How Much Melatonin Should I Take for My Weight?

Melatonin dosing is not based on body weight for adults. Unlike many medications where heavier people need more and lighter people need less, melatonin works as a signaling hormone, not a drug that needs to reach a certain concentration per kilogram of body mass. The standard starting dose for adults is 1 to 3 mg regardless of whether you weigh 120 pounds or 280 pounds.

Why Weight Doesn’t Drive the Dose

Most medications are processed through the bloodstream, where a larger body means more blood volume and more tissue to reach. That’s why weight-based dosing makes sense for painkillers, anesthetics, and antibiotics. Melatonin works differently. It’s a hormone your brain already produces naturally, and supplemental melatonin acts mainly as a timing signal, telling your body’s internal clock that it’s time to prepare for sleep. A small amount is enough to deliver that signal whether you’re petite or large.

What actually determines how much melatonin you need has more to do with your liver enzymes than your scale. Melatonin is broken down primarily by a liver enzyme called CYP1A2. Some people have naturally fast versions of this enzyme and clear melatonin quickly, while others metabolize it slowly. Caffeine intake, smoking, and certain medications can also speed up or slow down this enzyme. Age matters too: older adults tend to produce less melatonin on their own and may metabolize supplements differently than younger adults. These individual differences in metabolism explain why 1 mg knocks one person out while another feels nothing from 3 mg, and none of it has to do with body size.

Recommended Doses for Adults

For short-term insomnia, the typical dose is 1 to 5 mg taken about one to two hours before you want to fall asleep. The NHS recommends starting at 2 mg in a slow-release form, while Poison Control lists 1 to 5 mg as the standard range for insomnia. For jet lag, 3 mg of an immediate-release tablet is standard, with the option to go up to 6 mg if needed, taken for up to five days after a flight.

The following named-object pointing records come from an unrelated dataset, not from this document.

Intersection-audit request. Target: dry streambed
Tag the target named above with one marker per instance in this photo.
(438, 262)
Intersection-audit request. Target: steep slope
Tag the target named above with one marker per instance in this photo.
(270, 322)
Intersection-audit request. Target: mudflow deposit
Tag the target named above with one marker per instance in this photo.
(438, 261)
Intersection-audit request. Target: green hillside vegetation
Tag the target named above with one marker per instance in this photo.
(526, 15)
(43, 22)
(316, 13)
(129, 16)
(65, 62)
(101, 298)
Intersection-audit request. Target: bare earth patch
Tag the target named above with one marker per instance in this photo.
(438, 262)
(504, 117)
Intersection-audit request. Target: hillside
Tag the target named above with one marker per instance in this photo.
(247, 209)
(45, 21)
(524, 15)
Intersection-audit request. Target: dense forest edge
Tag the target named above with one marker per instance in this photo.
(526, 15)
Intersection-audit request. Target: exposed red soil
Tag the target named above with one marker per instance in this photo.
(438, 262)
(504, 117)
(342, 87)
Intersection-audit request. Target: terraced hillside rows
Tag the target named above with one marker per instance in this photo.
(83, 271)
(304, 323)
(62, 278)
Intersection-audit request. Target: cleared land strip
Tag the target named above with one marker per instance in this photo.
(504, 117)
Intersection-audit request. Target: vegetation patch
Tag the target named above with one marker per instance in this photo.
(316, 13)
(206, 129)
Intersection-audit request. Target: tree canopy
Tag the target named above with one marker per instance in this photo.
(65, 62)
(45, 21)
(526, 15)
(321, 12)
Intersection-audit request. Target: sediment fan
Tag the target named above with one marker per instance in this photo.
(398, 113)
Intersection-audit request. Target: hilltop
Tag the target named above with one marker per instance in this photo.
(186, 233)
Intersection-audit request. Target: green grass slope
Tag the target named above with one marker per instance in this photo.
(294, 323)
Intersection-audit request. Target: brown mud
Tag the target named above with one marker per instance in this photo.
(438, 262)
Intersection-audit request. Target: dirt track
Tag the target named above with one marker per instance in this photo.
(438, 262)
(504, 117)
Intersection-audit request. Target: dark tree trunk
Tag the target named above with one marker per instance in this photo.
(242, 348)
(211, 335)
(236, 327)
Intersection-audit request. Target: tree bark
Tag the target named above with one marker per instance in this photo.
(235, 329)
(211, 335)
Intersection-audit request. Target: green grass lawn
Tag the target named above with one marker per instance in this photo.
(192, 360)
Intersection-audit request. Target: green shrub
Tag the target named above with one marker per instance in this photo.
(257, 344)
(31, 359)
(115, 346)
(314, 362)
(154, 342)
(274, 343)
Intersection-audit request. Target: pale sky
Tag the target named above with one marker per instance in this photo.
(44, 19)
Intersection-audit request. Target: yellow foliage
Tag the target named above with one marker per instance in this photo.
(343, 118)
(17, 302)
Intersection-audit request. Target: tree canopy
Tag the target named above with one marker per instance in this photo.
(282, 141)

For longer-term sleep issues, starting at 2 mg and gradually increasing if needed is the usual approach. The maximum recommended dose caps out at around 10 mg per day. Most sleep specialists suggest that if you’re not seeing results at 5 mg, taking more is unlikely to help and may actually make sleep worse by causing grogginess or disrupting your natural sleep cycle the following night.

More Is Not Better

One of the most common mistakes with melatonin is assuming a higher dose will produce deeper or faster sleep. In reality, doses above 3 to 5 mg often lead to side effects without additional benefit. Common issues include daytime drowsiness, headache, dizziness, and nausea. In one reported case, a man who normally took 6 mg increased to 24 mg before a surgery to help himself relax. Within 20 minutes he became lethargic and disoriented, slept for five hours, and woke up appearing “drugged” with no memory of the previous evening.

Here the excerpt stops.